Patcharanat P.
This project emphasized setting up environment for Data Engineering pipelines, including:
- Initializing Airflow and Kafka on local environment with docker compose.
- Enabling cloud resources in GCP and AWS for testing.
- Implementing Data Loading Module for data initialization.
What expected from this project is technical detail on how to send data for batch and streaming type with different APIs.
If you're non-technical person or just want concepts of the project, please check concept.md instead of this main documnetation.
- Program Installed
- Python
- Docker
- Terraform
- gcloud CLI
- aws CLI
- Sensitive Information pre-created
# .env # TODO: Get MongoDB Connection URI From Web UI MONGO_URI="mongodb+srv://....mongodb.net" GCP__PROJECT="your-project-name"

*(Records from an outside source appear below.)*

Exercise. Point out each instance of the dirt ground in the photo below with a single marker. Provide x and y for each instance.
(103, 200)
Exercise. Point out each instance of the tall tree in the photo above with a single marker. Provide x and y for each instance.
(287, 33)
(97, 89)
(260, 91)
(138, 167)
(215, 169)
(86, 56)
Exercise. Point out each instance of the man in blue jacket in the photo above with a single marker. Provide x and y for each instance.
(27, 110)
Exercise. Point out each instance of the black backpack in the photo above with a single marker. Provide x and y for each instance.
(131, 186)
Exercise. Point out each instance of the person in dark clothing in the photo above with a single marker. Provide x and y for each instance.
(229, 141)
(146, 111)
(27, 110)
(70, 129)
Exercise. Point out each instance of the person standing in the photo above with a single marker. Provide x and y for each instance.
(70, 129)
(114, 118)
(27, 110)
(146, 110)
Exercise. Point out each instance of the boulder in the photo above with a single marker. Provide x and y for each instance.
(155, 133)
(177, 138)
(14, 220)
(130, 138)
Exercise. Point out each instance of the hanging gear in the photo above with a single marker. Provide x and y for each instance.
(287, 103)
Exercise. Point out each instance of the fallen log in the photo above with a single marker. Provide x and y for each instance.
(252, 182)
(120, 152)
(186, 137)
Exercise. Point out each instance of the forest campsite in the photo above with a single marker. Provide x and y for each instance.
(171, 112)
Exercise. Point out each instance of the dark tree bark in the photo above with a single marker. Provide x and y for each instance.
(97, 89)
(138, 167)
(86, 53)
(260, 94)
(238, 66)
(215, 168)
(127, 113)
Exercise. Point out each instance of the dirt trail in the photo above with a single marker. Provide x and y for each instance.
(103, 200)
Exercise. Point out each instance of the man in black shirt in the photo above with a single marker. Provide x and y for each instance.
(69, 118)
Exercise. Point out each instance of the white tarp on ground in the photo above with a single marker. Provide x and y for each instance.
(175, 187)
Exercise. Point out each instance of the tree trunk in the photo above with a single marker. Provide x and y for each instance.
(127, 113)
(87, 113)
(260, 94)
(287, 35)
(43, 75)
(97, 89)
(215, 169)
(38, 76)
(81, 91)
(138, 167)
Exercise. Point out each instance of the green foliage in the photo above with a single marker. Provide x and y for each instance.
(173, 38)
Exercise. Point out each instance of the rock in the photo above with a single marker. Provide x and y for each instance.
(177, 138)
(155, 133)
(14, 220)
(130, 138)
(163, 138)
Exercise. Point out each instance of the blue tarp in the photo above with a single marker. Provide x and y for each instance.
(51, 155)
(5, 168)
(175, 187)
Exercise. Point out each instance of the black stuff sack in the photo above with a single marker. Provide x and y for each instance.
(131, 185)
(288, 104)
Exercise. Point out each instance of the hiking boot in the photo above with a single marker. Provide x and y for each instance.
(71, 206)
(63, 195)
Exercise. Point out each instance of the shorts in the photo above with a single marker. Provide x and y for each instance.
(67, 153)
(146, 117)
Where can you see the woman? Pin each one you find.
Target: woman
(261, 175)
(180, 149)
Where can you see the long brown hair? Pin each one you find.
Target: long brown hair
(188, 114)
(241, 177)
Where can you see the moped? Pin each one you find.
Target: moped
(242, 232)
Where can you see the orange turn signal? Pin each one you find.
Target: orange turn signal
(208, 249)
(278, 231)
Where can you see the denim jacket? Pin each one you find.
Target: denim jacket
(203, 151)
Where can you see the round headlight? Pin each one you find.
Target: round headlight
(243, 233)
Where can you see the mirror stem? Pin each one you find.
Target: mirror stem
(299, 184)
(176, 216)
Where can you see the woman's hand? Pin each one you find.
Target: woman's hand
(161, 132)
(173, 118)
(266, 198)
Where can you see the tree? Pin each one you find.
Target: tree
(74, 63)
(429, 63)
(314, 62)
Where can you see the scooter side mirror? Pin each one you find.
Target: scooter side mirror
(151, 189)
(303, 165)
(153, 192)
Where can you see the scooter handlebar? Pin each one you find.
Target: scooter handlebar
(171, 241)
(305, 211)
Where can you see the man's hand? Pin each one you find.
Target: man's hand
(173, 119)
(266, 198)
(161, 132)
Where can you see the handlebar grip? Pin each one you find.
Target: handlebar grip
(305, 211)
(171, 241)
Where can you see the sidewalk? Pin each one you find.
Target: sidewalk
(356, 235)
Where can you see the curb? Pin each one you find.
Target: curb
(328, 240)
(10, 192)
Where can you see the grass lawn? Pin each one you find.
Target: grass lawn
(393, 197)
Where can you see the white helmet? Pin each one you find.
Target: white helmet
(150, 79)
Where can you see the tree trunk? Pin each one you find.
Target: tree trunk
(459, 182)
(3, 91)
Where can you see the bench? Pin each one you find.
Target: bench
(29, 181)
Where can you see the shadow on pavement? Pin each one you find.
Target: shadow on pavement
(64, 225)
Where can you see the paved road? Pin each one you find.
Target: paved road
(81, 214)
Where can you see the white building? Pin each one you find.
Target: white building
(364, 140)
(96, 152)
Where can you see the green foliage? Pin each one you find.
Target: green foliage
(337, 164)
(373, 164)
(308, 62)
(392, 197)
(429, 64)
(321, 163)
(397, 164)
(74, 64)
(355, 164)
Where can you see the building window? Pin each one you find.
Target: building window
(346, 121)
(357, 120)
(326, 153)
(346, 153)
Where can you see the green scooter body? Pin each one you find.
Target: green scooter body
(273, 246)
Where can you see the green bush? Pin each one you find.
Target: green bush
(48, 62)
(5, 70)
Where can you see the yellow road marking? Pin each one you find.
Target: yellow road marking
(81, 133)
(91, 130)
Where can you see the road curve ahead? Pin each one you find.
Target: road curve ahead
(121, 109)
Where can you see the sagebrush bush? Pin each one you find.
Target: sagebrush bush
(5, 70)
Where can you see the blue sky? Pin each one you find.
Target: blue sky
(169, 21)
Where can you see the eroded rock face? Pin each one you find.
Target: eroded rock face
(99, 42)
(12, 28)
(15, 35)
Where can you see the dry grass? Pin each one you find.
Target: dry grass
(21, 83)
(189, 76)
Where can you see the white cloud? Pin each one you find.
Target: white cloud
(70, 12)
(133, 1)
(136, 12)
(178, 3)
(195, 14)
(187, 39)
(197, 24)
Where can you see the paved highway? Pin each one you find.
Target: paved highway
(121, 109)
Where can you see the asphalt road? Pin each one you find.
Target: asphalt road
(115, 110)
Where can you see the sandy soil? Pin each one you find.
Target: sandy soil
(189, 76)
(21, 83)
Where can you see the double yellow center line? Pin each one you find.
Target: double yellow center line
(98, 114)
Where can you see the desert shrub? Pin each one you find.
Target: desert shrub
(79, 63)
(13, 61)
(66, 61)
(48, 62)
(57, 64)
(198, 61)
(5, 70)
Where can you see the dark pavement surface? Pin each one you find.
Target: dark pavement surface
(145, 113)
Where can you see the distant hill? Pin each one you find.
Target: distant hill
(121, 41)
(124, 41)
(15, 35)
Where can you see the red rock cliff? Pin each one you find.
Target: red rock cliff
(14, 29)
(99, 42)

# ./.docker/.env # TODO: Set AWS Profile AIRFLOW_PROJ_DIR="../.airflow" AIRFLOW_UID="50000" AWS_PROFILE="<aws-sso-profile>" AWS_ACCESS_KEY_ID="<your AWS Access Key ID with S3 Permission>" AWS_SECRET_ACCESS_KEY="<your AWS Secret Key with S3 Permission>"
# .terraform/aws/terraform.tfvars profile = "<profile-name>"
# .terraform/gcp/terraform.tfvars service_account_email = "<service-account-name>@<gcp-project-name>.iam.gserviceaccount.com" project_id = "<gcp-project-name>" location = "<region>"
make start
# make stop
Explanation
- I modified docker compose template by conduktor to use Kafka with redpanda console (conduktor removed)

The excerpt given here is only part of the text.